His players also came away from the plant tour with some lasting impressions. Midfielder Admir Mehmedi said, "It’s impressive to see that so many models are built to such a high quality standard in this huge factory. It’s a real team effort." Anna-Lena Stolze, striker for the formidable VfL women’s team, summed up the occasion by saying, "We were able to get a really good look at the entire production process. I was particularly fascinated by the machines and robots." EHC Managing Director Karl-Heinz Fliegauf added, "This visit was a great opportunity for the team to expand upon the already close relationship between Volkswagen and the Wolfsburg Grizzlys."
Those Who Bike Together Help Together
The Charity Bike Tour benefit, which is open to all Volkswagen employees, their friends and family, is entering the next round: the bike tour is being held for the second time at the Wolfsburg location on Saturday, September 15. Volunteers are also needed for the event to serve as marshals for the cyclists, to help with the other events on the day and to help set up beforehand and clean up afterwards. Anyone interested in volunteering should send an email to email@example.com.
Important info on the event: the bike tour will once again run through the plant and northern Wolfsburg. It will start at 10 am and the course is around 24 kilometers. An exciting program of events will kick off around 1 pm. The proceeds from this year’s event will go to Haus am Bernsteinsee, a non- profit organization that provides recreational experiences for families with children suffering from cancer. For more information, please visit the page on the Volkswagen portal under "Your commute."
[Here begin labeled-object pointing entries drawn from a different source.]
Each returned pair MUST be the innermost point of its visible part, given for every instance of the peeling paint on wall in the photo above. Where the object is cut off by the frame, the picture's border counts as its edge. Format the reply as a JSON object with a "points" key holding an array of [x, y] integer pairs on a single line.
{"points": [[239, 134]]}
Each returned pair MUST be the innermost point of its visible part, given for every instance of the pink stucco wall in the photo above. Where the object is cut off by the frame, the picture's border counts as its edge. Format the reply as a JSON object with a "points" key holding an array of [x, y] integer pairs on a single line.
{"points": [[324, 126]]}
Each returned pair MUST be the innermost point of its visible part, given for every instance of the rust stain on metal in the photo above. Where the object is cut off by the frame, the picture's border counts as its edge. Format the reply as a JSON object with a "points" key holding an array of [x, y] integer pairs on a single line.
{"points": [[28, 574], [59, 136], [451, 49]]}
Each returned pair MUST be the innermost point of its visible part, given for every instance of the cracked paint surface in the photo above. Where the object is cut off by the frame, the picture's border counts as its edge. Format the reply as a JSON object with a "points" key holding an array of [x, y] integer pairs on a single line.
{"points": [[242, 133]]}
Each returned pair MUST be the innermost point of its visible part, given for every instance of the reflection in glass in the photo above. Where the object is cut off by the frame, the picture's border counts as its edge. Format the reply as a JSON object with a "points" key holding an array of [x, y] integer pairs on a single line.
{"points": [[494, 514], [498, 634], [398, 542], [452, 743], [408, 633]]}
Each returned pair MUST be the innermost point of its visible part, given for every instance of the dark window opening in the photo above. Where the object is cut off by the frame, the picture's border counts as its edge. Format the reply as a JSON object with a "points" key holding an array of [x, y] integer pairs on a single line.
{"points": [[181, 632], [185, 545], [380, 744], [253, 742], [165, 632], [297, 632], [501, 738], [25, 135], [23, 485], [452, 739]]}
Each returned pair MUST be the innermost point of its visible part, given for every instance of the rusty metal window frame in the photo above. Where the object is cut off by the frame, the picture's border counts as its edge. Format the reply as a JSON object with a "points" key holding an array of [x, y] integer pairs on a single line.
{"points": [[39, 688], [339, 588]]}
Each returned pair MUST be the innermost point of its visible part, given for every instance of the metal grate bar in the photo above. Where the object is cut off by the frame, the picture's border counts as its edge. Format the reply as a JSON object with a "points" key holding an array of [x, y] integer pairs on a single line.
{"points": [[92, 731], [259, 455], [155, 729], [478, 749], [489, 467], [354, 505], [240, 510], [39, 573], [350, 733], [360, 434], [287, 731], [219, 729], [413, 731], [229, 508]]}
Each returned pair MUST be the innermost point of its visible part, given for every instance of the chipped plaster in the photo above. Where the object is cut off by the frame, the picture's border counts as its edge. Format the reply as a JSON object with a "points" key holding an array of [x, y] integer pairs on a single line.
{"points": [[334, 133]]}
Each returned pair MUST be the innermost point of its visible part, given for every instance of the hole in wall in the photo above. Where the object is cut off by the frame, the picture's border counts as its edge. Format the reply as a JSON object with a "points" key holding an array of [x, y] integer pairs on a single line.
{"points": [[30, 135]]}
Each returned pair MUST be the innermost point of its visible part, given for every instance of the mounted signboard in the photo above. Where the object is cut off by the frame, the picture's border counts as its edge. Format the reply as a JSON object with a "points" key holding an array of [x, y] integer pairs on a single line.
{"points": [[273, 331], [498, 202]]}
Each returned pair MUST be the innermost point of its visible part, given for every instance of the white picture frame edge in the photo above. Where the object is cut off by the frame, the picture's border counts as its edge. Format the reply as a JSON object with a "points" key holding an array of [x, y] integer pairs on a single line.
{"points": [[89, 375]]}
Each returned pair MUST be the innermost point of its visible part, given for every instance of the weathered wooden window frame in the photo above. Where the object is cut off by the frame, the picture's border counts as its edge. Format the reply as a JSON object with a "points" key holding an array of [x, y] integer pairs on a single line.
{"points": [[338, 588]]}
Brandstätter Heads Business Operations
As of the beginning of August, Ralf Brandstätter is the new Chief Operating Officer (COO) of the Volkswagen brand. In his newly created role, the 49-year-old will manage the business operations of the Volkswagen brand. He will also continue to be in charge of the brand's Procurement Management division as well. “Ralf Brandstätter has outstanding business skills and technical expertise,” says Herbert Diess, CEO of Volkswagen. Brandstätter will “make a vital contribution to advancing the Volkswagen brand.”
The new COO knows Volkswagen from the ground up, having been trained here. In the 1980s, he qualified as a fitter at the Braunschweig plant. He then went on to study industrial engineering before returning to the company – to which he has remained loyal to this day.
Diess in Israel
On one of his first international business trips as CEO, Herbert Diess traveled to Israel. “Considering the special history it has with our company, it was my desire to visit Israel right at the start of my time as CEO,” says Diess during a meeting with the Israeli Prime Minister Benjamin Netanyahu in Jerusalem.
During the meeting, a potential collaboration on innovative mobility services was also discussed. Prior to the meeting, Diess visited the Yad Vashem memorial. “It is our responsibility to keep the memory of the Holocaust alive, to remember the victims and to ensure that a catastrophe of this kind is never repeated,” said the CEO.
Volkswagen Helps Auschwitz Committee
With a donation of 1.2 million euros, Volkswagen is supporting the work of the International Auschwitz Committee and its cooperation with the International Youth Meeting Center in Oświęcim/Auschwitz and the memorial at Auschwitz-Birkenau. “This contribution will enable us to expand our focus on working with young people at the Youth Meeting Center and working with the memorial to help digitally secure its archive materials,” announced Christoph Heubner, Executive Vice President of the International Auschwitz Committee at the check presentation.